At most, it could be argued that Pushshift is so important that they should reasonably expect that their services will be used from the EU, so that they should reasonably expect themselves to be offering a service to people in the EU. But that's a rather convoluted argument.

Art 3(2)(b) monitoring criterion

This criterion is potentially more interesting since it doesn't rely on the intention of the data controller. But what is monitoring? Recital 24 of the GDPR explains:

In order to determine whether a processing activity can be considered to monitor the behaviour of data subjects, it should be ascertained whether natural persons are tracked on the internet including potential subsequent use of personal data processing techniques which consist of profiling a natural person, particularly in order to take decisions concerning her or him or for analysing or predicting her or his personal preferences, behaviours and attitudes.

The EDPB adds their interpretation that

While Recital 24 exclusively relates to the monitoring of a behaviour through the tracking of a person on the internet, the EDPB considers that tracking through other types of network or technology involving personal data processing should also be taken into account

The EDPB gives clear-cut examples of monitoring:

  • Behavioural advertisement
  • Geo-localisation activities, in particular for marketing purposes
  • Online tracking through the use of cookies or other tracking techniques such as fingerprinting
  • Personalised diet and health analytics services online
  • CCTV
  • Market surveys and other behavioural studies based on individual profiles
  • Monitoring or regular reporting on an individual’s health status

There is a potential argument that Pushshift's activities do imply such monitoring, since Pushshift's service makes it possible to search for one user's Reddit comments.

But I think that this argument is a stretch, since Pushshift itself does not make per-user inferences based on this data. Pushshift merely takes the Reddit data and indexes it. Yes, that is processing of personal data as defined by the GDPR, but it does not seem to be “monitoring” within the meaning of the GDPR. Thus, I think it is unlikely that Pushshift is subject to GDPR per Art 3(2)(b).


For GDPR to apply, one of the cases in Art 3 GDPR must be fulfilled. Art 3(1) does not apply due to the services location. Per the above analysis, Art 3(2)(a) is very unlikely to apply since there is no evidence of an intention to offer the service to people in the EU. The Art 3(2)(b) monitoring criterion is more interesting, but after looking at the relevant factors it too is unlikely to apply to Pushshift's actual service.

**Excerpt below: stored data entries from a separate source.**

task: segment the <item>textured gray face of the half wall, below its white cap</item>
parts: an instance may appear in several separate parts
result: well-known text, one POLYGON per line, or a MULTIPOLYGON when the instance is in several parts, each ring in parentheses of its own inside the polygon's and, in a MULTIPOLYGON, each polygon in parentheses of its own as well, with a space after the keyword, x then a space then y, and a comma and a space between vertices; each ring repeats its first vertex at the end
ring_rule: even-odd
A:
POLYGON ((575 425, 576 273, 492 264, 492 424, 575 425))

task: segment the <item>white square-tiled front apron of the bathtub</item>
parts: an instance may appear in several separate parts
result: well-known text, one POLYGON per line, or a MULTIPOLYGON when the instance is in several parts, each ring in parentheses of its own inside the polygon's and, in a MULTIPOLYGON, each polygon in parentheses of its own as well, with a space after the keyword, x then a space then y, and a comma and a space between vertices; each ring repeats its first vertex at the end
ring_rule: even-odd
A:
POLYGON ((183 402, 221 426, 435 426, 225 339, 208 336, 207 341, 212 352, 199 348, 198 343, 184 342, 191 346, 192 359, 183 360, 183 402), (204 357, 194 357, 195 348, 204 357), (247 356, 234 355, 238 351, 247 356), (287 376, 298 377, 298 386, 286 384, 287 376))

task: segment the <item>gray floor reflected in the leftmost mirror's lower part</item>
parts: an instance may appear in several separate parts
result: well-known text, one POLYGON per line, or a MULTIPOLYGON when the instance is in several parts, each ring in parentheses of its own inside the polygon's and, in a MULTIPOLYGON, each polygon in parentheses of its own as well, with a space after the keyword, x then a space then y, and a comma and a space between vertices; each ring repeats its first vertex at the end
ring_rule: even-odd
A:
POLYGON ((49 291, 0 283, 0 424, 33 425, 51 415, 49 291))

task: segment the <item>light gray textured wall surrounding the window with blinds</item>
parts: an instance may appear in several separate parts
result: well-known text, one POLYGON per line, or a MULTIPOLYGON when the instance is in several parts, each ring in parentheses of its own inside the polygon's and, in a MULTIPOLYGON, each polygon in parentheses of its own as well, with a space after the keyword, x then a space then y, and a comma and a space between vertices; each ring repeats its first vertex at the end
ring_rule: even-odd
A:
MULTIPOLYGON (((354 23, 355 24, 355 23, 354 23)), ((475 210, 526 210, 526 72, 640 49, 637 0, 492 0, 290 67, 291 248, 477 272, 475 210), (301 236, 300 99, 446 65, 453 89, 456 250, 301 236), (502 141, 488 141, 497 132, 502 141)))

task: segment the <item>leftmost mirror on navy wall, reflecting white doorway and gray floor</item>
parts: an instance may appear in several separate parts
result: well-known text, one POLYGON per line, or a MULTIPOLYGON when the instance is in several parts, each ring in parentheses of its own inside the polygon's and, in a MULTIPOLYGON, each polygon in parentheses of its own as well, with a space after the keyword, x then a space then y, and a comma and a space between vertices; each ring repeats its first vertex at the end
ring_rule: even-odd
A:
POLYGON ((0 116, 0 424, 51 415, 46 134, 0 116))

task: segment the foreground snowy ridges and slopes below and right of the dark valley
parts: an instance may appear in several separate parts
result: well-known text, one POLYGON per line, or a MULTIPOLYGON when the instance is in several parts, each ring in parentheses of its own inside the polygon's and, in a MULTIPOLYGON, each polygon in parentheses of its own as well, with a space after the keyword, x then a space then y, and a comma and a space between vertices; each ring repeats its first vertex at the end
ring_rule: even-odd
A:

Thus, it is likely that Pushshift is indeed free from GDPR compliance concerns, which means not having to provide a privacy notice, not having to determine an appropriate legal basis, and not having to fulfill data subject requests such as when they try to invoke a right to be forgotten.

  • Thank you very much for the extensive reply. So are you saying that if I have a service that is subject to GDPR, and fully compliant to GDPR, delete data on request, etc, but I make another service in the USA that simply scraps all the data and keeps it, it won't be subject to GDPR and therefore I have a loophole here as a way to keep all the data from EU users anyway?
    – GDPR
    Sep 27, 2022 at 13:08
  • 1
    @GDPR Location of the data controller matters. If you run a US service but actually manage it from EU, GDPR still applies per Art 3(1). If you're not from the EU, then we'd have to re-run this Art 3(2) analysis with the specific facts. It is possible that some of your activities are subject to GDPR, while others are not – Google is an example of this. Can't do that analysis without specific facts though (why is data collected, published, and self-scraped by the same entity?). It is best to think about GDPR as covering processing activities, not persons, entities, or data.